Two notable classic car events were held within striking distance of Joburg’s CBD at the weekend. The first one that Motor News’s scribe attended was in the friendly Free State, where the Maluti Motor Show celebrated its 10-year anniversary in Bethlehem.

The great thing about this show for Gauteng enthusiasts is the different approach to petrol hedonism, with drive-bys  around the showgrounds including vehicles such as Vaal Japie tractors from the late 1940s and huge US cars that have been gathering dust in barns for decades.

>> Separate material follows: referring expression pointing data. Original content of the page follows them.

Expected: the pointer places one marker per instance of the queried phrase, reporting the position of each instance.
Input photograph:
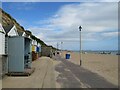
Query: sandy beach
(104, 65)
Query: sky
(56, 22)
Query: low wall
(3, 65)
(46, 51)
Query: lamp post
(61, 48)
(80, 28)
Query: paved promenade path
(73, 76)
(43, 76)
(57, 73)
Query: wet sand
(104, 65)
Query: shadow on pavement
(71, 75)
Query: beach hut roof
(8, 27)
(1, 28)
(20, 33)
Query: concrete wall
(46, 51)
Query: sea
(112, 52)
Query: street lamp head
(80, 27)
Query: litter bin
(67, 56)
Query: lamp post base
(80, 62)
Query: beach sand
(104, 65)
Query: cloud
(98, 20)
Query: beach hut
(18, 49)
(19, 53)
(11, 30)
(2, 40)
(3, 56)
(39, 49)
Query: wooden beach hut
(19, 51)
(34, 52)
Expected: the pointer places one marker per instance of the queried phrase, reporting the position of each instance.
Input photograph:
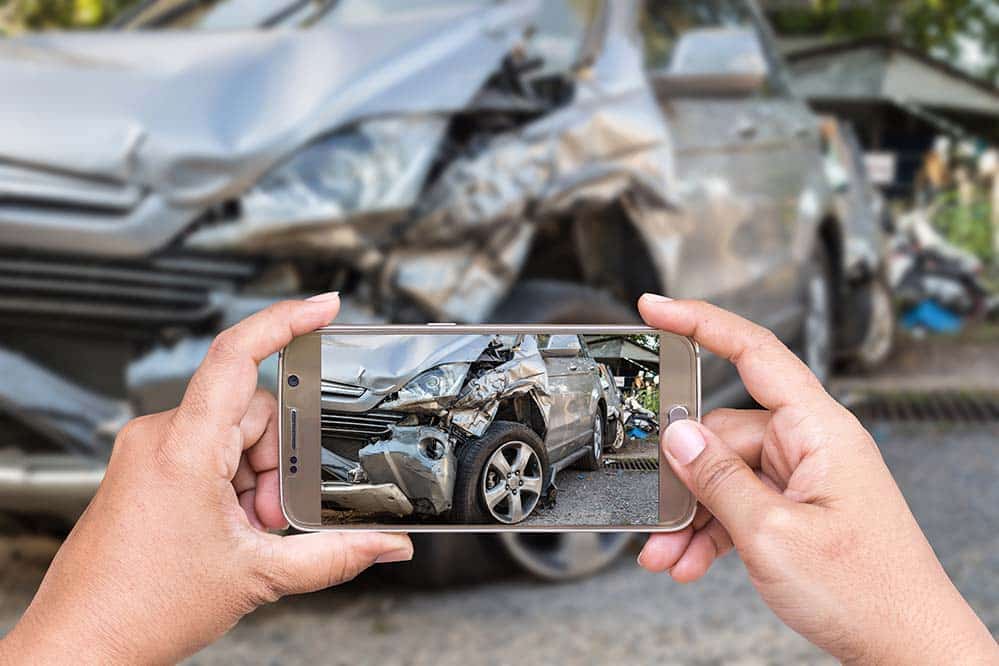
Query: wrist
(33, 641)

The Maluti Motor Show was held on Saturday, November 10, providing more than enough time for an early-morning blast back to the Nasrec Expo Centre southwest of Johannesburg for the summer rendition of the twice-yearly Classic Car Show starting at 8am on Sunday.

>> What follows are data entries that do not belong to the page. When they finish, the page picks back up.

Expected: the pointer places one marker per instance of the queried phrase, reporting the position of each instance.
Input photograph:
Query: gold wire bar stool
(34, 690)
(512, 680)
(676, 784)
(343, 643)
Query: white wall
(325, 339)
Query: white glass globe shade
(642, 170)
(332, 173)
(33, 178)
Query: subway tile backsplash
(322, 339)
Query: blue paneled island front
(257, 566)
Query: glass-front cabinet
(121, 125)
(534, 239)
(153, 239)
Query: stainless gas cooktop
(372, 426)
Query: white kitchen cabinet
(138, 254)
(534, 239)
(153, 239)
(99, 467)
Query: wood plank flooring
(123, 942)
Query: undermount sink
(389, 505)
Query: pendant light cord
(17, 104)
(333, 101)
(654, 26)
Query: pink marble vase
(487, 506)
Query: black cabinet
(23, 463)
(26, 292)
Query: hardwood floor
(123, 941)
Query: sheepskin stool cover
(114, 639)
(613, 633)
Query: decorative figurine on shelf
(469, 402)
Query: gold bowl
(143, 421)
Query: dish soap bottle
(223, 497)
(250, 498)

Here the accent was generally on the spectacular, rather than the rustic, and there were some strange sights and sounds. We particularly enjoyed two renditions of the current pick-up craze parked side-by-side, both based on 1940s Chevys. The one was a giant Big Foot–type thingie, with a ride height about as high as the roof line of the slammed-to-the-pavement low-riding Chevy parked alongside.

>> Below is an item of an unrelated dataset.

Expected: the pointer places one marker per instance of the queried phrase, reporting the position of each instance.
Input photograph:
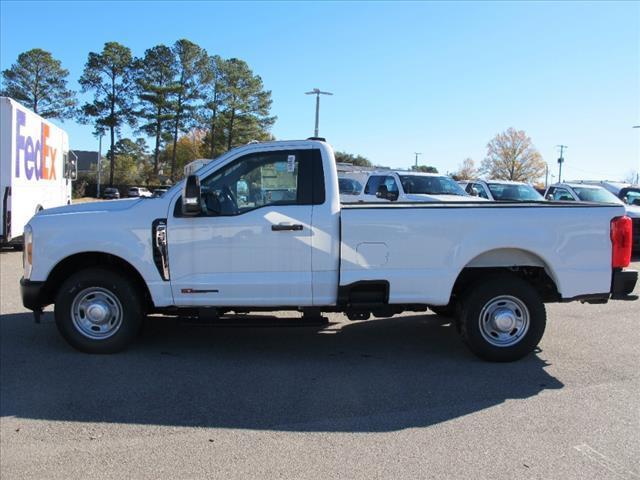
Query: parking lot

Young Time classics are a new trend coming into their own, and these include cars from the mid-1970s, the 1980s, the 1990s and even the early 2000s. We saw some fine preservations of these cars, such as an Alpina B5 version of a 1985 BMW 535i, owned by the OFS Motul representative JC Bouwer at the Maluti Show, and a pristine BMW M Coupe, one of the last super-potent BMWs to come without any form of traction control.

The People’s Choice award in Bethlehem went to a typically modest stock-standard 1971 Valiant Regal.